Chaque jour confirme la puissance et la qualité du système de la communication que la Russie a développé en quelques années et qui s’impose comme un modèle écrasant, jusqu’à faire paniquer le système de l’américanisme qui ne cesse de ne pas trouver de riposte adéquate hors le silence furieux de ses organes et la censure de son esprit réduit au déni pur et simple. Le réseau Sputnik vient de lancer une nouvelle “rubrique” radiodiffusée, Loud & Clear, orchestrée par Brian Becker. La première émission (durée d’une heure) a été diffusée le 28 décembre, avec comme invité le colonel Lawrence Wilkerson, qui fut chef de cabinet du secrétaire d’État Colin Powell de 2001 à 2005, et qu’on a déjà souvent cité ici. Sputnik.News en donne quelques extraits écrits le même 28 décembre, qui permettent de mesurer l’intérêt à la fois historique et opérationnel du développement, du fonctionnement, et de la structure même de ce que Wilkerson nomme “l’Empire”.

Nous sélectionnons quelques épisodes de ce texte où Wilkerson donne des précisions extrêmement intéressantes, qu’il n’a jamais si précisément dites auparavant. Il s’agit essentiellement, pour notre compte, de précisions qui contribuent à encore mieux comprendre comment fonctionne “l’Empire”, comment ceux qui le servent en sont bien plus les créatures qu’ils n’en sont les maîtres, et ainsi “l’Empire” étant bien plus Système que réplique postmoderne du Rome de l’antique civilisation, – ou bien alors est-ce la conception que la postmodernité se fait, et d’un empire, et d’une civilisation, – une conception caricaturale, infecte et infectée, invertie et abaissée au plus bas que l’on peut descendre.

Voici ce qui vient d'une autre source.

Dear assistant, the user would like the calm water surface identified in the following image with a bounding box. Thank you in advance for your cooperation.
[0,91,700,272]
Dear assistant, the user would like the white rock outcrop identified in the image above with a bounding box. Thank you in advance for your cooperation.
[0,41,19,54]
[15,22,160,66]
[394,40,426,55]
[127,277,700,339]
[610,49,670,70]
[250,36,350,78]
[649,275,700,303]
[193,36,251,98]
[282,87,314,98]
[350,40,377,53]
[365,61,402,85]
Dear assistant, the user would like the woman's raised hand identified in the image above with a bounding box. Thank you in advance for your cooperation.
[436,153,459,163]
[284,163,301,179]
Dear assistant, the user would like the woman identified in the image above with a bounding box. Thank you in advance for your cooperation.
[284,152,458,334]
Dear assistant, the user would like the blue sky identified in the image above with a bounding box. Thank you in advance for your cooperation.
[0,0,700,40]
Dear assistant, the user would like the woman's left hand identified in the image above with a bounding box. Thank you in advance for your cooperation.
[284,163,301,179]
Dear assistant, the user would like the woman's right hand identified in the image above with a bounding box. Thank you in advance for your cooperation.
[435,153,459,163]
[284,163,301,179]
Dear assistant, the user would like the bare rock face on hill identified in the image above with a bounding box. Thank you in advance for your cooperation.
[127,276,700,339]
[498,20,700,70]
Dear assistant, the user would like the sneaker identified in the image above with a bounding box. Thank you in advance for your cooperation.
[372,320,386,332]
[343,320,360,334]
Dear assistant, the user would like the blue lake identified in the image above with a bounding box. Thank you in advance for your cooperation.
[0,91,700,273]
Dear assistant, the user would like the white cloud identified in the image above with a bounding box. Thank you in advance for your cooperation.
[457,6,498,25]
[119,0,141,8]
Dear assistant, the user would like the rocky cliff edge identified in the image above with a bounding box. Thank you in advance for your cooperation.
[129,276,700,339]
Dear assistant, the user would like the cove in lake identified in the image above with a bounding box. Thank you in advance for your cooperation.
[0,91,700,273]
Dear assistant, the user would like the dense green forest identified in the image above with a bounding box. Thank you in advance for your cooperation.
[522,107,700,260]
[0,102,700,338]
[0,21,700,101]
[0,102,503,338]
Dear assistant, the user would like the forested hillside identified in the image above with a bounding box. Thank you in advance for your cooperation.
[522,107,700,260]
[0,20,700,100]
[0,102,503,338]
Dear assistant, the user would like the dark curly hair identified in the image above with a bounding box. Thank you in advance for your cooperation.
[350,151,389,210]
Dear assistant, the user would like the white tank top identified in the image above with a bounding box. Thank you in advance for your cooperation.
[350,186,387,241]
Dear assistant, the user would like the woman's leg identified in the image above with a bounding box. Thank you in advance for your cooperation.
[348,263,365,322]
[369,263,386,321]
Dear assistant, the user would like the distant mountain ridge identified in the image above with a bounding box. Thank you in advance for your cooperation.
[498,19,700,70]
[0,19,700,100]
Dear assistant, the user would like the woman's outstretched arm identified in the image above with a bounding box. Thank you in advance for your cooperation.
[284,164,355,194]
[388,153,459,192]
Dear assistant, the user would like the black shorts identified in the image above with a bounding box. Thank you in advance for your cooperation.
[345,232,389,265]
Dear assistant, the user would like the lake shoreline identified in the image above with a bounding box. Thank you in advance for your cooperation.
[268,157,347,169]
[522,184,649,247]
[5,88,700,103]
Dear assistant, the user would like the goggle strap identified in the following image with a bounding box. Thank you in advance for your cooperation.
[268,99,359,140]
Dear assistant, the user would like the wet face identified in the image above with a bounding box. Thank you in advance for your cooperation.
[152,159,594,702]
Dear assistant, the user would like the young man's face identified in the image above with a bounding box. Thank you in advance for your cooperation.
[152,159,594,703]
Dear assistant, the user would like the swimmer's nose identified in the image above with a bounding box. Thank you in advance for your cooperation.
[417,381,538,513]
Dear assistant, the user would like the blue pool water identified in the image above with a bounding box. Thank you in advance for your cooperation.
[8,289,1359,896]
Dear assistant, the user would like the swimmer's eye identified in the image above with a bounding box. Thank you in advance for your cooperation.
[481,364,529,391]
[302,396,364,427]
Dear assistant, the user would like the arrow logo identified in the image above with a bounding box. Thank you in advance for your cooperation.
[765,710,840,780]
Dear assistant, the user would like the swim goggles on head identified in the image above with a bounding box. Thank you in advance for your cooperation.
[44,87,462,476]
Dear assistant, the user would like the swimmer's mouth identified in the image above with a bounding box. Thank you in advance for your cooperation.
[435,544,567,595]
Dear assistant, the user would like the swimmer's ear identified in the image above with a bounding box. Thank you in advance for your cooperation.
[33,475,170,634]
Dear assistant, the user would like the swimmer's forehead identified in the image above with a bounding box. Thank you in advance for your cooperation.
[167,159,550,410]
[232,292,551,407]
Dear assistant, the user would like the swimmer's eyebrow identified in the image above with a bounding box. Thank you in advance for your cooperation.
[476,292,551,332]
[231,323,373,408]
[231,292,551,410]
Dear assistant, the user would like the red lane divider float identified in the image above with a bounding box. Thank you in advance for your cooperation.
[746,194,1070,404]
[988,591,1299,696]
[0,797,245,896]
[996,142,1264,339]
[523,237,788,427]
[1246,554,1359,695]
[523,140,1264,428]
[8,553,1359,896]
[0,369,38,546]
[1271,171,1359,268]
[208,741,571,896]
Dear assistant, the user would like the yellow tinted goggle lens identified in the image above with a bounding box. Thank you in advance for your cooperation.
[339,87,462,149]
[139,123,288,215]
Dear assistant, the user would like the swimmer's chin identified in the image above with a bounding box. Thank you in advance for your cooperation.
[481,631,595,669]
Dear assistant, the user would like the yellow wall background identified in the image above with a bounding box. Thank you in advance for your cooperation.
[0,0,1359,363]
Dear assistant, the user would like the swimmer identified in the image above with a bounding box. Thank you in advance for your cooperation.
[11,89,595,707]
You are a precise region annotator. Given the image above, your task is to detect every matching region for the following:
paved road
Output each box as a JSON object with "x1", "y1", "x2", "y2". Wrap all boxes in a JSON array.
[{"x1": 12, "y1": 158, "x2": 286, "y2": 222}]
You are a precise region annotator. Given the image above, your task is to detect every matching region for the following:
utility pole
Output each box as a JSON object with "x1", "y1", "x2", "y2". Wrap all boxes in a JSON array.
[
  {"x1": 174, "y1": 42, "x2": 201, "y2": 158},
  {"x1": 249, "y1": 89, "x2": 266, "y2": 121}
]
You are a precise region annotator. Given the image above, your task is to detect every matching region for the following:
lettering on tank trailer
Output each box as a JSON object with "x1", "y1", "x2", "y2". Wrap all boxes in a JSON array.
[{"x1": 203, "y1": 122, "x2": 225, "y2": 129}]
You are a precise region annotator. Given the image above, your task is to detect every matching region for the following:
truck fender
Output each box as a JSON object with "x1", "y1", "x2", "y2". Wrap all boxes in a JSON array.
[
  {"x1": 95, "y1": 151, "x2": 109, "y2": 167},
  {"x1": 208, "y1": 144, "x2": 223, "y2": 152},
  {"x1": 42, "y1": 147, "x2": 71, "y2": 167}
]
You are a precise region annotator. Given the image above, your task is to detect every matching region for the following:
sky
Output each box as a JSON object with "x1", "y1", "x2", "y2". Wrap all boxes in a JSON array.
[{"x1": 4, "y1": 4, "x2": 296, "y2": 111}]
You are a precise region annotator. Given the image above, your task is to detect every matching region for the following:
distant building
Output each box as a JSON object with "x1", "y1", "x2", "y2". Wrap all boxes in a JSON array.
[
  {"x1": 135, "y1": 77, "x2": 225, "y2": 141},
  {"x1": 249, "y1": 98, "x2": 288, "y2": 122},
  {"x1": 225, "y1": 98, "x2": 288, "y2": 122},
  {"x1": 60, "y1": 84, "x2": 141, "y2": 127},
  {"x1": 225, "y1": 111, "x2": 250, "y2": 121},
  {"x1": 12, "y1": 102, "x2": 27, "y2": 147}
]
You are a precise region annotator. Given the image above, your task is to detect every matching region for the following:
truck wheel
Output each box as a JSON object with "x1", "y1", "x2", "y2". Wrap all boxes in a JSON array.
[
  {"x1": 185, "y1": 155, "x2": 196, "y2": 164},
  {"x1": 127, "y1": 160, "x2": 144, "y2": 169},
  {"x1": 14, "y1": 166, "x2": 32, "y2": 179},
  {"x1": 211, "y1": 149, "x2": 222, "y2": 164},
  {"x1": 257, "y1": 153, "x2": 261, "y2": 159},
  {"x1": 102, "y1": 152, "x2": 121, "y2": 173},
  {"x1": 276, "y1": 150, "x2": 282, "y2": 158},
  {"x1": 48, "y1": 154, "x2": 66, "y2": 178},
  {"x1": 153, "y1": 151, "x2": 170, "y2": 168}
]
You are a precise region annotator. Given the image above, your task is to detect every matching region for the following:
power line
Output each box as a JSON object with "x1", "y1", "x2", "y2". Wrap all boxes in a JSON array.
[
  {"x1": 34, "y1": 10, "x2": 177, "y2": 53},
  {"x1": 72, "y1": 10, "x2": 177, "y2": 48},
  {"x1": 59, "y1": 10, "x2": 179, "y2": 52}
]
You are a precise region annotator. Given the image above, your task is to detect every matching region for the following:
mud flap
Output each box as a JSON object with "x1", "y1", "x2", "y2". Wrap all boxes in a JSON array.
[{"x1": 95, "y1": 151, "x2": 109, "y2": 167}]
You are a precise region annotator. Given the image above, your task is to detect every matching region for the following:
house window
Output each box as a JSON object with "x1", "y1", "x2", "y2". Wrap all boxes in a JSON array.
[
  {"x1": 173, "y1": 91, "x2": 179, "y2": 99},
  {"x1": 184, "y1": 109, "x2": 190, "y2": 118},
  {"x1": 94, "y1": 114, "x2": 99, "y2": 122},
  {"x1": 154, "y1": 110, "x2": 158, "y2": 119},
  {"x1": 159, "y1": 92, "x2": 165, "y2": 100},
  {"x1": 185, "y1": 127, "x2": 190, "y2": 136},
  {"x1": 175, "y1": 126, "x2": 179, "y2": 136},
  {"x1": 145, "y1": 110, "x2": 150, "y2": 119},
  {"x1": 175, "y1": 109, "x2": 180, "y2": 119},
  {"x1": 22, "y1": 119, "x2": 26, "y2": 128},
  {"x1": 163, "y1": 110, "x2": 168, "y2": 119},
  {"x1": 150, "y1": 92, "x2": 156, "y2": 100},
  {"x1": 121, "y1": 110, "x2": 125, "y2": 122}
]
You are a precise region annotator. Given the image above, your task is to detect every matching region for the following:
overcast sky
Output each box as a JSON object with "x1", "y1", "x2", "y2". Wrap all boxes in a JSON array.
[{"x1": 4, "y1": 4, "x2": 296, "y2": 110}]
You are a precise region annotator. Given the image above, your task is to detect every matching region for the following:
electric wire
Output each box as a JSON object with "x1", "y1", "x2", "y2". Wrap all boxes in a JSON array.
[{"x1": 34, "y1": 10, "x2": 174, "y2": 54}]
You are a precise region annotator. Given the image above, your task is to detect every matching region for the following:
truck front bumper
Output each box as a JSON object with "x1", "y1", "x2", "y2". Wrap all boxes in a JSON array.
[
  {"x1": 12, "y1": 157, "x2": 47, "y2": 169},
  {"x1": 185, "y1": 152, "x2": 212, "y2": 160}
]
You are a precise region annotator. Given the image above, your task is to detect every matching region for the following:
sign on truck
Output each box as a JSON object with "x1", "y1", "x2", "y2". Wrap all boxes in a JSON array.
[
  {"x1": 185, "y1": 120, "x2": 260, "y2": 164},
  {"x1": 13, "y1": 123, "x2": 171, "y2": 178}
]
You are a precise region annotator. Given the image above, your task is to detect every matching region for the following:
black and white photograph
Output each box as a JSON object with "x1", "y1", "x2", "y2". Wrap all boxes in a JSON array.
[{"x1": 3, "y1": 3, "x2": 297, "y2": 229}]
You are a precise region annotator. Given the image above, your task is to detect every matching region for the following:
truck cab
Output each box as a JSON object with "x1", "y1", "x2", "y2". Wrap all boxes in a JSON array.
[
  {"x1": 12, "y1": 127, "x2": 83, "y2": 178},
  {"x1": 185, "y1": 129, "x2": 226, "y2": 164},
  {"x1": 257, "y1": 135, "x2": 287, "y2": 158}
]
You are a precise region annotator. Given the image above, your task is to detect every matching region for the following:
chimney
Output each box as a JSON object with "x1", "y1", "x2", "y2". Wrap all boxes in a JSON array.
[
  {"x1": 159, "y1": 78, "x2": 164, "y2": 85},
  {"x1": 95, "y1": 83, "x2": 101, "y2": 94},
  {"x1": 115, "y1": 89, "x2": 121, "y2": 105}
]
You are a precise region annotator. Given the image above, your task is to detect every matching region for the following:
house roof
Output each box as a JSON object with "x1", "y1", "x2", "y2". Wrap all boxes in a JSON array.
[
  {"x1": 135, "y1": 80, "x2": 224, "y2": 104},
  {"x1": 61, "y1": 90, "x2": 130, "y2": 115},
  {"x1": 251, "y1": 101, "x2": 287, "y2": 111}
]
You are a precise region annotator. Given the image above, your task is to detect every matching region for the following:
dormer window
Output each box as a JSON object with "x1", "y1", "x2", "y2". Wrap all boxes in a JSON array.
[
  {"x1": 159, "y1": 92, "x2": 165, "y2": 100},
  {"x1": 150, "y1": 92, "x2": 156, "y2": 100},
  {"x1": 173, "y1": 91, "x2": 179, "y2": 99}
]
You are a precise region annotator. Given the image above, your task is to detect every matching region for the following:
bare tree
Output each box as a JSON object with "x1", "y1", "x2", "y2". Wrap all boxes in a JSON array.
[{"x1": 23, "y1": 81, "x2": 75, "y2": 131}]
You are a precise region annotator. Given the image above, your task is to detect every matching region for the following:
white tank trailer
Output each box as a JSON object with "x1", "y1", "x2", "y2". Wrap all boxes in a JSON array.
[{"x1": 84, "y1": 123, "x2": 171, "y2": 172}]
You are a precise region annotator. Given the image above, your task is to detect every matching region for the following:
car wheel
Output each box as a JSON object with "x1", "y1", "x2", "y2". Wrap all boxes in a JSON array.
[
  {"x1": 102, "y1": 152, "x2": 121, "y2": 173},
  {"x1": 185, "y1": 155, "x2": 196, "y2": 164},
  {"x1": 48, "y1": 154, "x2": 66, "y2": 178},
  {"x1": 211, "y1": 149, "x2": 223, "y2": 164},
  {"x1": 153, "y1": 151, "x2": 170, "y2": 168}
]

• Il s’agit d’abord de la décision d’attaquer l’Irak. Wilkerson en donne une image surprenante en affirmant que le choix de l’Irak, entre les trois élus, – Irak, Iran et Corée du Nord, – de l’“axe du Mal” qui orna d’une dimension infantile le discours-2002 sur l’état de l’Union de GW Bush, fut le fruit de délibérations assez improvisées, sans la moindre pensée stratégique, entre des dirigeants dont le caractère à la fois de l’irresponsabilité historique, de l’indifférence cynique pour la vérité-de-situation, et d’une façon générale d’une stupidité qu’aucune borne ne contient, éclate dans chaque remarque. Ce que laisse voir Wilkerson, c’est que l’Irak n’était nullement la cible choisie d’avance, puisque même la possibilité d’une attaque de la Corée du Nord, un pays strictement sans aucun lien avec 9/11, figurait parmi les possibilités. (L’un des nobles arguments pour une attaque de la Corée venait de Bush-gamin lui-même et de quelques têtes pensantes de son administration, et s’appuyait sur la haine générale vouée à Clinton, dont l’administration avait arrangé un certain modus vivendi avec la Corée du Nord, et qu’une attaque de la Corée aurait ainsi réduit à néant.) On observera, pour notre commentaire général plus loin, et souligné de gras par nous, l’allusion à la psychologie régnante, qui nous intéresse évidemment et particulièrement...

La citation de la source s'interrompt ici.